The practical conclusion: fixed-step Euler is valuable for operational-realism comparisons — running plant on the same footing as a daily-step DGVM — but it is not the way to get an accurate or cheap solution. For that, keep the default adaptive solver.
Fixed-step integration removes the solver’s safety net: forward Euler will march across anything, including a discontinuous right-hand side that the adaptive solver rightly refuses. When that happens the integrator still returns numbers — but they are an artefact of where the step grid happens to fall, not an approximation to a solution that gets better as you refine.
plant’s experimental PPA hard-step shading variant (ppa_layer_smoothing = 0, the literal field discretisation) is exactly such a case: its light profile is discontinuous in height, so the adaptive solver fails with “Cannot achieve the desired accuracy”. Under a fixed step it runs.

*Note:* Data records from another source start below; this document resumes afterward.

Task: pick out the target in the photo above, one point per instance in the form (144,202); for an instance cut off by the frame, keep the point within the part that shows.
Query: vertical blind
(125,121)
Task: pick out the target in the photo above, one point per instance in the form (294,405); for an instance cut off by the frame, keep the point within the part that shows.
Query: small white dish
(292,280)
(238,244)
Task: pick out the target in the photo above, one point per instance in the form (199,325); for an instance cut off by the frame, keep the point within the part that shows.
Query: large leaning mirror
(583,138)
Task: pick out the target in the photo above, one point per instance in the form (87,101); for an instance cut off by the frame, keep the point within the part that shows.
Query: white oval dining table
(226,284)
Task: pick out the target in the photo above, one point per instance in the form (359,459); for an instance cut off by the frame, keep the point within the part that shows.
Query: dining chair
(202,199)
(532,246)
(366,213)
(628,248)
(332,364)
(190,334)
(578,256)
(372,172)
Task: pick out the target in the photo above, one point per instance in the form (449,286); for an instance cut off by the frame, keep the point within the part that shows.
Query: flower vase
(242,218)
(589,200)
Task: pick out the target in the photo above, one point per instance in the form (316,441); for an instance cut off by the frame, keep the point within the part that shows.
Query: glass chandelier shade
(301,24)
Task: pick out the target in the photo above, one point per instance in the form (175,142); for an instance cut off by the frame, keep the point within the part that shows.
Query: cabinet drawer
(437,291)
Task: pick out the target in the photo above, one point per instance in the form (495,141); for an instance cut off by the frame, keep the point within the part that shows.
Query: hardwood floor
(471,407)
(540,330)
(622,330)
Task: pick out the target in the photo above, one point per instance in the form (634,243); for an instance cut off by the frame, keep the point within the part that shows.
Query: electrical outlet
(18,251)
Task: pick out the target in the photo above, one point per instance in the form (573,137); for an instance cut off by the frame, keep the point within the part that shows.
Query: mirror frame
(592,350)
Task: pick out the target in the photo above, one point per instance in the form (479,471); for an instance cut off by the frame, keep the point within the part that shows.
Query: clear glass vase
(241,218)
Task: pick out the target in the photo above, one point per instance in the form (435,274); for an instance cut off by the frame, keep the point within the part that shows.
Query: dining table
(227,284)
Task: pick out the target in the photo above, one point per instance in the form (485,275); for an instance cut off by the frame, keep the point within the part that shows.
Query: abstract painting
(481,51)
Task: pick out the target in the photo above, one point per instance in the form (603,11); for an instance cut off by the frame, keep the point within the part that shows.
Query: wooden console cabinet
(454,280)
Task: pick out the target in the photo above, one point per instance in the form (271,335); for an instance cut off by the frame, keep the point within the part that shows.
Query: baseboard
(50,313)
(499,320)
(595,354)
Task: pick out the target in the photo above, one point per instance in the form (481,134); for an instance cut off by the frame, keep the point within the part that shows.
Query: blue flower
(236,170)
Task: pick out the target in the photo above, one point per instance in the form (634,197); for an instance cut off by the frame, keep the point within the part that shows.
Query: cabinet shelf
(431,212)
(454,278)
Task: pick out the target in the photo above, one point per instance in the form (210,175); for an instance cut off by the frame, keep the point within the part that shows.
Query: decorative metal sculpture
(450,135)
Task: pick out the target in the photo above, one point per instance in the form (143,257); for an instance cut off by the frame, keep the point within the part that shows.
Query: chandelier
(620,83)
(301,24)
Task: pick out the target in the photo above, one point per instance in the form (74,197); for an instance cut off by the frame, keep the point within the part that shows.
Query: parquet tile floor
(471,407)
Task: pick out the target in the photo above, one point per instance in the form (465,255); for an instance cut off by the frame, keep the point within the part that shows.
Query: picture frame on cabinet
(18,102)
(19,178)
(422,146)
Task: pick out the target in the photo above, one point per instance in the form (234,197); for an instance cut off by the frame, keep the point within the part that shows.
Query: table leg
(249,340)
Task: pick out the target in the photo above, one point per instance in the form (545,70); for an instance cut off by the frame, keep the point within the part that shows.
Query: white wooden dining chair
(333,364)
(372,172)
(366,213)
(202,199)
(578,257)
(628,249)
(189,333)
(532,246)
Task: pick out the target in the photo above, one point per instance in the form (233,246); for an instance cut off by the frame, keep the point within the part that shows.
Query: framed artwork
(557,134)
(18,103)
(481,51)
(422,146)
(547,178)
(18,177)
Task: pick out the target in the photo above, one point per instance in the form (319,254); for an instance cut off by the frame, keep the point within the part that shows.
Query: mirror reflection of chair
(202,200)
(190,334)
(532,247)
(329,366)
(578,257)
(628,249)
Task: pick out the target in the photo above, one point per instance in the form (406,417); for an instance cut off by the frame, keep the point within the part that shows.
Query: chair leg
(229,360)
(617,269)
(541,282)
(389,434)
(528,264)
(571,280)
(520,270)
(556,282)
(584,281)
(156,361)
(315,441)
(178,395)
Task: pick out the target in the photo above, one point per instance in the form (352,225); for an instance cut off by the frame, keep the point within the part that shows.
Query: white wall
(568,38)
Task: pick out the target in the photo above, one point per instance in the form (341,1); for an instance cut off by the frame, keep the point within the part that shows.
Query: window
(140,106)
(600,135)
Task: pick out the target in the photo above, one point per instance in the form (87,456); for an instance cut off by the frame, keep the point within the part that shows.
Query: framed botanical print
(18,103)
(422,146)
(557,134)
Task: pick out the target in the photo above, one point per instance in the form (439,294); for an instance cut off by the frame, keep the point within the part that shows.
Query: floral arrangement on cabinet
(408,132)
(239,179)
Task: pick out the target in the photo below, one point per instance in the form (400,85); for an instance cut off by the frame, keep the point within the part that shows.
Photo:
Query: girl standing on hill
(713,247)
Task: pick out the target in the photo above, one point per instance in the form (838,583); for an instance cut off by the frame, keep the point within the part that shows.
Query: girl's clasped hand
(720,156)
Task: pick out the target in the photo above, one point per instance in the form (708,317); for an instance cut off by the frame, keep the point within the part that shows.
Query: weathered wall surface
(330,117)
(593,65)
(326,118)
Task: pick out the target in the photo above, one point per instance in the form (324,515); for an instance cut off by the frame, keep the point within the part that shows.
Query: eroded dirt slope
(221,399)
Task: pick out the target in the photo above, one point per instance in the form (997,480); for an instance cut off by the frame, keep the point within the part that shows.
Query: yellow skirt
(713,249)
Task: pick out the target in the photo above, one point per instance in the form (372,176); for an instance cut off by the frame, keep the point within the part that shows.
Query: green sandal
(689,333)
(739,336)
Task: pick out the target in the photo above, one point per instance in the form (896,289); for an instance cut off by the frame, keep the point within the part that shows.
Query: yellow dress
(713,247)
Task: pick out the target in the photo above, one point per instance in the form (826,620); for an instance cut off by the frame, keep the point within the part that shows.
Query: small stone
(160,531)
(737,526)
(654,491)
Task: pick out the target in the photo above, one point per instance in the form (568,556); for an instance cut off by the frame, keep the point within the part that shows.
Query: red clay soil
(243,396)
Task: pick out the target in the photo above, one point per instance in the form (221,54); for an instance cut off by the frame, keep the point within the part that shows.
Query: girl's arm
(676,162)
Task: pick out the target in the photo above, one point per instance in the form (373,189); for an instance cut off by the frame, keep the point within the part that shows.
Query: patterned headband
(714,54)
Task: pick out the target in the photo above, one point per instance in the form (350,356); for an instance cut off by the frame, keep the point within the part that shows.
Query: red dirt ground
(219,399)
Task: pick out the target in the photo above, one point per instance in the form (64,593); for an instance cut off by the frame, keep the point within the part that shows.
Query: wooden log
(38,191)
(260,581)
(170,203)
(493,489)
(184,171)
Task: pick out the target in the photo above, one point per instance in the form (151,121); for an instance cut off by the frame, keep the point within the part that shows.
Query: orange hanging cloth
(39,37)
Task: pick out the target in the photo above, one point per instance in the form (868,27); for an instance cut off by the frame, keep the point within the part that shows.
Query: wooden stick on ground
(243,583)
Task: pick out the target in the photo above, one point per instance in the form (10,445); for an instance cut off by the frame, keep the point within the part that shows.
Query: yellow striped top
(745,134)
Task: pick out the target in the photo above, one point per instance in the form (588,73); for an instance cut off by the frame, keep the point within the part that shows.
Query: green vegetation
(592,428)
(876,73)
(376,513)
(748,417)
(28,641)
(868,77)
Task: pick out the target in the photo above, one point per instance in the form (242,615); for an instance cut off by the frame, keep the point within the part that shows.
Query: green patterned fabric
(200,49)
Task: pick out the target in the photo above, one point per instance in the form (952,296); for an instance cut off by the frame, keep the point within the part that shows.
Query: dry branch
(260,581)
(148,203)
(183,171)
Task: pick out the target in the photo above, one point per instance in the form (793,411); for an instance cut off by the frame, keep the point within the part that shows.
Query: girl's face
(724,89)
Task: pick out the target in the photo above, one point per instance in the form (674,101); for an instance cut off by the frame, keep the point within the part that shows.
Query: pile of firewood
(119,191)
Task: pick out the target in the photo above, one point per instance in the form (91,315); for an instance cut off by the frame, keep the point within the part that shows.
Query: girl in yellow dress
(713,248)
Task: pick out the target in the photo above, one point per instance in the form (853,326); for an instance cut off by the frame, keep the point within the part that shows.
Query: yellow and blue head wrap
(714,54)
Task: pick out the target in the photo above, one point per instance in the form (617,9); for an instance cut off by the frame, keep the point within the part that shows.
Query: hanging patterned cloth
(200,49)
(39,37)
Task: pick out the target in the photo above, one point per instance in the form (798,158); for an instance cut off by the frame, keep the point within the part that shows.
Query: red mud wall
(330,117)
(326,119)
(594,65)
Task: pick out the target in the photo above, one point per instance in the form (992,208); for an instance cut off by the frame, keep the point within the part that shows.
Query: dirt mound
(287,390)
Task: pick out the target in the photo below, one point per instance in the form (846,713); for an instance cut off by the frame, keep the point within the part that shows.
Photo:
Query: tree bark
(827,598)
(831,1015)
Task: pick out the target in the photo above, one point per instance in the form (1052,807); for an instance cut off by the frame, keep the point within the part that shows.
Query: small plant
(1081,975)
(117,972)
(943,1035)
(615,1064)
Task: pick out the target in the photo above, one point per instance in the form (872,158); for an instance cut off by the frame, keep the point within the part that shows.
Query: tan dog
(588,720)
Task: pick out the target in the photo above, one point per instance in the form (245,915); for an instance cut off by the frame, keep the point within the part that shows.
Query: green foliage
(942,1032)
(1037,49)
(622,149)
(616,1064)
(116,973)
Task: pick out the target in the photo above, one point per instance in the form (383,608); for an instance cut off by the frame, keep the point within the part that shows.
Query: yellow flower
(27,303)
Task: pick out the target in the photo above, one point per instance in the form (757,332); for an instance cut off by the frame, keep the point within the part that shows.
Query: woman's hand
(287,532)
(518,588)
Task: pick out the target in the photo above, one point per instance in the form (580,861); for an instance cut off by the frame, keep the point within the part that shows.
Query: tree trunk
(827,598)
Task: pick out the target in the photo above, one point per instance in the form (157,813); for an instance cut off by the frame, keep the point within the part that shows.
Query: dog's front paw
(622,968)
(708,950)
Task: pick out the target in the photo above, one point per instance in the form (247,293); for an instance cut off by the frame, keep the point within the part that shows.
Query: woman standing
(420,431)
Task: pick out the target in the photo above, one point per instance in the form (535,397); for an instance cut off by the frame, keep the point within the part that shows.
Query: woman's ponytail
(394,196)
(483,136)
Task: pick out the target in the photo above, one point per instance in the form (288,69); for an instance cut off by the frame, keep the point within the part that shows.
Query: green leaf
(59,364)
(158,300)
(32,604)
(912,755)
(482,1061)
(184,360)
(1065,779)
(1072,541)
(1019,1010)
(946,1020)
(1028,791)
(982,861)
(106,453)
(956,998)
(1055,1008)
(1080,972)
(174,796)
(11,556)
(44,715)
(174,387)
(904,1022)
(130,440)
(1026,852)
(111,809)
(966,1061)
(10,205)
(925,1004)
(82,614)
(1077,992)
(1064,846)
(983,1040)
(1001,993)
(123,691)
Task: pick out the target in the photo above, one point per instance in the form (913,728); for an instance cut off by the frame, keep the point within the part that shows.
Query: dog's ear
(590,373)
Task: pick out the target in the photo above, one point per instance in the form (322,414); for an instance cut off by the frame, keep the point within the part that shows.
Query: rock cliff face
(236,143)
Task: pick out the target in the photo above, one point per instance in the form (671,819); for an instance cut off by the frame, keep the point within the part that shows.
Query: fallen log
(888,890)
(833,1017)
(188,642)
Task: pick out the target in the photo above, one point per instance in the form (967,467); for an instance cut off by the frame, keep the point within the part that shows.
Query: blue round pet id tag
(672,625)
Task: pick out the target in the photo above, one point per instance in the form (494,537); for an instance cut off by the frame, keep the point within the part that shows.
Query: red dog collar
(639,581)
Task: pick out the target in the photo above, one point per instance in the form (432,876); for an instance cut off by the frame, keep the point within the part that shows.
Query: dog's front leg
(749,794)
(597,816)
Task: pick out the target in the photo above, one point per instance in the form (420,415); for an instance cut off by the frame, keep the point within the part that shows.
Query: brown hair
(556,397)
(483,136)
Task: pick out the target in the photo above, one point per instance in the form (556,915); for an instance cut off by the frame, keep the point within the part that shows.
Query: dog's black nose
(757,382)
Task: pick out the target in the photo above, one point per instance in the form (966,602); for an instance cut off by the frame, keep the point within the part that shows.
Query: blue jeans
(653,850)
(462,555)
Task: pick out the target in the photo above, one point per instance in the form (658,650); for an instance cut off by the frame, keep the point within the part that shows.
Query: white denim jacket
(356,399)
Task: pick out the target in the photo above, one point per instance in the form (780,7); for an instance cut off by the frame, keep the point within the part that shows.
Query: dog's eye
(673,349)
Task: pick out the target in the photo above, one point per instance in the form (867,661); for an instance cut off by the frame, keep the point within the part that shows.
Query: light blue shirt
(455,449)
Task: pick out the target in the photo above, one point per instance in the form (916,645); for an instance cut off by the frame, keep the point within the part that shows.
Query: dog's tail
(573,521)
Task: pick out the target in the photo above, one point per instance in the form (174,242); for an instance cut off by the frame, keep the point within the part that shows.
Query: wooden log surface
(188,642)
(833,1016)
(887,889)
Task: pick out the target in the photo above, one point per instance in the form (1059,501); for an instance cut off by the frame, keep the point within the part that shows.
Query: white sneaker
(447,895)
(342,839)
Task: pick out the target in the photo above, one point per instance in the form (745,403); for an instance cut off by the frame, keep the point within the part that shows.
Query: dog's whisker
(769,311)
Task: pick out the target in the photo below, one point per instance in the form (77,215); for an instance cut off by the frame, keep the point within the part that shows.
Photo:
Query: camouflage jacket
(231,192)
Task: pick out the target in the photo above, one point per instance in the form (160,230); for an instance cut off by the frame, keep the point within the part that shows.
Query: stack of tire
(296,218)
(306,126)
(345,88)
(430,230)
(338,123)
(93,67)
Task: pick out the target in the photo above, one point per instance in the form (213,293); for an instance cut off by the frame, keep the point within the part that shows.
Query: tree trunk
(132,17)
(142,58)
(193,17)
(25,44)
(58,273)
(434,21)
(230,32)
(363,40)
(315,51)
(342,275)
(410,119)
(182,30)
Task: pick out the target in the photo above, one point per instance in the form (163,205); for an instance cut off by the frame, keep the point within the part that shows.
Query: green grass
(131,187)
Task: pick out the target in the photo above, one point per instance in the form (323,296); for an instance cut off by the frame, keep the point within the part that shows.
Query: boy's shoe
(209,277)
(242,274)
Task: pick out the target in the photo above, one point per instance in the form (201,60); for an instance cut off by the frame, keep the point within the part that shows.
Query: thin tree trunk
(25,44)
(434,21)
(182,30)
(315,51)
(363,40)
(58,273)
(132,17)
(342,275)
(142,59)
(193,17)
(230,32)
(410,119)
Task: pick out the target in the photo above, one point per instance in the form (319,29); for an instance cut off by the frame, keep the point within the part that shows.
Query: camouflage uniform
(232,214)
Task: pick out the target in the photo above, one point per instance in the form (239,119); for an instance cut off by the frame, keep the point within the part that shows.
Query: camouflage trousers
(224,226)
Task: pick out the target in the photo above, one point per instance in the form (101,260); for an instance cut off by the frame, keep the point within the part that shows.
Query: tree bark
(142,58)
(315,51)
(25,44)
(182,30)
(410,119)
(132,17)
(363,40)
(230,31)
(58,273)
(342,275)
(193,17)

The test of whether that result means anything is convergence: does it settle as the step shrinks? We compare it with the smoothed variant (ppa_layer_smoothing = 0.3), which is a well-posed, continuous problem.
seed_output <- function(steps_per_year, smoothing) {
ctrl <- Control(fixed_time_step = 1 / steps_per_year)
ctrl$shading_model <- "ppa"
ctrl$ppa_layer_smoothing <- smoothing
run_scm(p, env, ctrl)$offspring_production
}
convergence <- purrr::map_dfr(c(91, 182, 365, 730, 1460), function(spy) {
tibble::tibble(
steps_per_year = spy,
`hard step (s = 0)` = seed_output(spy, 0),
`smoothed (s = 0.3)` = seed_output(spy, 0.3))
}) |>
tidyr::pivot_longer(-steps_per_year, names_to = "variant", values_to = "seed")ggplot(convergence, aes(steps_per_year, seed, colour = variant)) +
geom_line() + geom_point(size = 2) +
facet_wrap(~variant, scales = "free_y") +
scale_x_log10() +
labs(x = "Steps per year (1 / fixed_time_step)", y = "Resident seed output",
colour = NULL) +
theme_bw() + theme(legend.position = "none")
The smoothed variant marches monotonically toward a limit — refining the step buys accuracy, as it should. The hard step does not converge to anything: each step size gives a different answer, so no step size gives the answer. This is why such variants must not be read as fitness or as a solution — the fixed-step solver makes them executable, not correct.
fixed_time_step. The mutant pathway replays a resident run by reusing the six cached RK sub-step environments per step; forward Euler has a single stage and no such cache. Combining fixed_time_step > 0 with save_RK45_cache (or with a pinned use_ode_times replay) raises a clear error rather than returning a wrong fitness.